- Theatrical release poster
- Directed by: P. Neelakantan
- Written by: Elangovan (dialogues)
- Story by: P. A. Kumar
- Produced by: R. M. Ramanathan
- Starring: M. G. Ramachandran Anjali Devi P. S. Veerappa S. Varalakshmi
- Cinematography: V. Ramamoorthy
- Edited by: R. Devarajan
- Music by: G. Ramanathan
- Production company: Uma Pictures
- Distributed by: A.L.S. Productions
- Release date: 18 January 1957;
- Running time: 168 minutes
- Country: India
- Language: Tamil

= Chakravarthi Thirumagal =

Chakravarthi Thirumagal is a 1957 Indian Tamil language historical action film starring M. G. Ramachandran, Anjali Devi and S. Varalakshmi. The film, directed by P. Neelakantan, was released on 18 January 1957 and became a box office success.

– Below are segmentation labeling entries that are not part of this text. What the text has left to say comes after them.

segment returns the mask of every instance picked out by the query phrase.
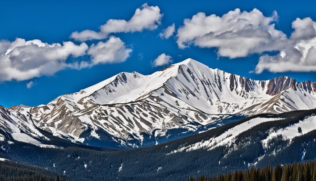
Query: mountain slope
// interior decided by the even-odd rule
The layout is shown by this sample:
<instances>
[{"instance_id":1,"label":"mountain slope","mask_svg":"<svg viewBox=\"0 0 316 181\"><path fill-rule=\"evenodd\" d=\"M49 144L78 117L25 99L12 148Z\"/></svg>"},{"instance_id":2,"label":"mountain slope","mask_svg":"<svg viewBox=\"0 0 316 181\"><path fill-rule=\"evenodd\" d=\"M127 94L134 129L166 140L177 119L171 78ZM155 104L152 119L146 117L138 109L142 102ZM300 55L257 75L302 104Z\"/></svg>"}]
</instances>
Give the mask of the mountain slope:
<instances>
[{"instance_id":1,"label":"mountain slope","mask_svg":"<svg viewBox=\"0 0 316 181\"><path fill-rule=\"evenodd\" d=\"M315 126L316 109L299 110L252 116L146 148L104 152L20 143L4 144L7 151L0 150L0 154L76 180L184 180L254 166L314 160ZM199 145L203 146L190 149ZM188 149L174 151L183 148Z\"/></svg>"},{"instance_id":2,"label":"mountain slope","mask_svg":"<svg viewBox=\"0 0 316 181\"><path fill-rule=\"evenodd\" d=\"M46 105L12 108L56 136L130 147L192 134L230 115L314 108L315 92L315 82L255 81L189 59L151 75L121 73Z\"/></svg>"}]
</instances>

The film features a damsel in distress scenario. A prince wins a competition over the right to marry a princess, but his would-be bride is kidnapped by one of his enemies. The prince has to rescue her.

== Plot ==

Prince Udhayasuryan wins a tough competition to marry Princess Kalamani. Durga and Bhairavan plot to ruin their lives. Durga plans to take the queen's place in order to live with Udhayasuryan. Meanwhile, Bhairavan abducts Kalamani from the palace. The rest of the film deals with Udhayasuryan foiling his enemies' plan in order to save the princess.

== Cast ==

| Actor | Role |
|---|---|
| M. G. Ramachandran | Prince Udhayasuryan |
| Anjali Devi | Princess Kalamani |
| P. S. Veerappa | Bhairavan |
| S. Varalakshmi | Durga |
| N. S. Krishnan | Sokaka |
| T. A. Madhuram | Sokki |
| K. A. Thangavelu |  |
| T. P. Muthulakshmi | Antharangam |
| G. Sakunthala |  |
| E. R. Sahadevan |  |
| Lakshmi Prabha |  |
| E. V. Saroja | Dancer |
| R. Balasubramaniam | King |

== Soundtrack ==
The music was composed by G. Ramanathan.

| Song | Singers | Lyrics | Length |
| "Kaadhalenum Cholayile | Seerkazhi Govindarajan | Ku. Ma. Balasubramaniam | 03:12 |
| "Aada Vaanga Annaatthe" | Seerkazhi Govindarajan, Jikki & P. Leela | 04:24 |
| "Ellai Illadha Inbatthile" | Seerkazhi Govindarajan & P. Leela | 03:26 |
| "Porakkum Podhu Porandha Gunam" | Seerkazhi Govindarajan | Pattukkottai Kalyanasundaram | 04:40 |
| "Kannaalane Vaarunga" | Jikki | Ku. Ma. Balasubramaniam | 03:07 |
| "Sollaale Vilakka Mudiyale" | S. Varalakshmi & P. Leela | Ku. Sa. Krishnamoorthy | 03:22 |
| "Endhan Inbam Kollai Konda" | M. L. Vasanthakumari | Ku. Ma. Balasubramaniam | 02:59 |
| "Emaatram Thaana" | S. Varalakshmi | K. D. Santhanam | 03:18 |
| "Aththaanum Naandhane" | S. C. Krishnan & T. V. Rathnam | Thanjai N. Ramaiah Dass | 02:09 |
| "Ennam Ellaam Inba Kadhai" | P. Leela | Ku. Sa. Krishnamoorthy | 02:58 |
| "Nalangittu Paarpomadi" | S. Varalakshmi & A. P. Komala | K. D. Santhanam | 03:23 |
| "Seermevum Gurupaadham" | Seerkazhi Govindarajan & N. S. Krishnan | Clown Sundaram | 03:23 |
| "Dhilli Thulukkar Seidha" | Seerkazhi Govindarajan | Subramania Bharati | 01:01 |

== Release ==
Chakravarthi Thirumagal was released on 18 January 1957, and became a success at the box office.